I can safely recommend this book to seminary students for two reasons. First, they’re probably not preaching yet (at least not on a regular basis), so they can accept Gordon’s criticism of the general quality of preaching today without offense. Second, the subject matter makes itself suitable as secondary reading for homiletics curricula. Preaching style is not addressed from a technical standpoint. Rather, Gordon, who teaches media ecology as well as religion, comments that cultural changes in the West have moved society (including preachers) away from word-based media and toward picture-based media. As a result, preachers do not know how to appreciate good writing.
The author is essentially saying that Johnny can’t preach because he also can neither read nor write. After painting the problem as such, Gordon goes on the suggest the obvious solution: preachers should cultivate an appreciation for both practices. I found myself able to resonate with these suggestions. I know that I do not read enough literature. I also know that most of what I do read is not literature, but some form of technical writing (theological or otherwise). Gordon makes it clear that reading something for understanding is vastly different than reading something for enjoyment. So “cultivating an appreciation” for reading means finding a style whose form you can appreciate as much as its message and taking the time to read it for enjoyment.
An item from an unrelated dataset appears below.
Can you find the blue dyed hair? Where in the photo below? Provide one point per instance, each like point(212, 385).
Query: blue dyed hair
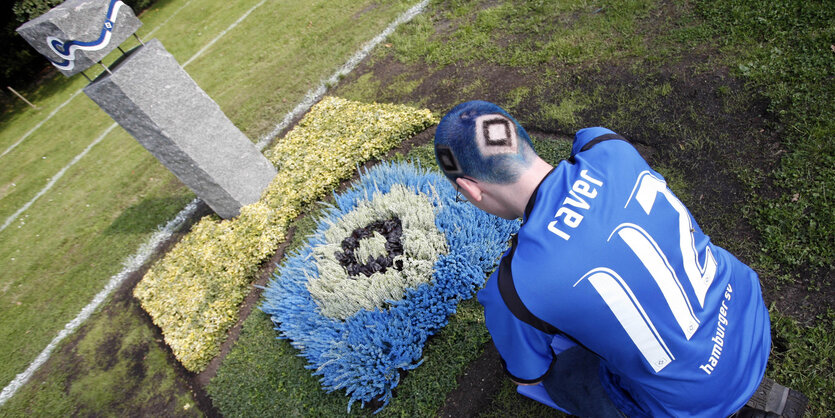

Writing is more or less a matter of practice. But how much practice does a person get on average today versus 50 years ago? When was the last time you wrote something that wasn’t an e-mail, or a required paper for class? If we will be writing sermons, then we should enjoy writing. This book provoked me to consider taking up paper correspondence again, just to get the practice in writing something more formal than e-mail. I haven’t done this yet.
Is this all common sense? Is Gordon just making a lot of noise to say something that people intuitively know? Perhaps. But for me, even if I didn’t learn much that was new, there was a payoff to having these thoughts moved from the back of my mind to the front. One such payoff has been that, now more than ever, I consider all of the writing I do (required or otherwise) as service to the Church. This is not to say that it’s a gift to the Church (as if the Church should be grateful I’m writing!). But it is a service to the extent I might come out on the other end a better preacher. The same goes for reading such a breadth of literature that I become more able to express myself in writing. We learn to talk by listening to our parents. We learn to write (sermons) by reading literature.
I said earlier that preaching is not addressed from a technical standpoint in this book. That’s really only half-true. The book actually contains a chapter-length parenthesis in which Gordon considers the content of a good sermon. I imagine the author included this chapter because he sees good sermon content so rarely that he felt not saying anything on the subject would be unhelpful. Suffice it to say that, while the chapter seems like somewhat of an extended parenthesis, I agree with Gordon’s point here as well. Sermon’s should be Christ-centered.
In the end, as preachers, we are ministers of God’s Word. This means that, despite the broader culture’s drift to image-based media, what we do is inherently word-based. We need to own that, and do everything we can to cultivate our enjoyment of all kinds of literature (including Holy Scripture). Finally, we ought to pray that we can be used to pass the enjoyment on to those who hear our sermons. We’re not just giving people information during our sermons. We’re teaching them to read the Bible. Ultimately, though, we’re provoking their hearts and ours to worship. We need to craft our sermons in such a way that they can carry that weight. If Johnny learns to do that, then Johnny has learned how to preach.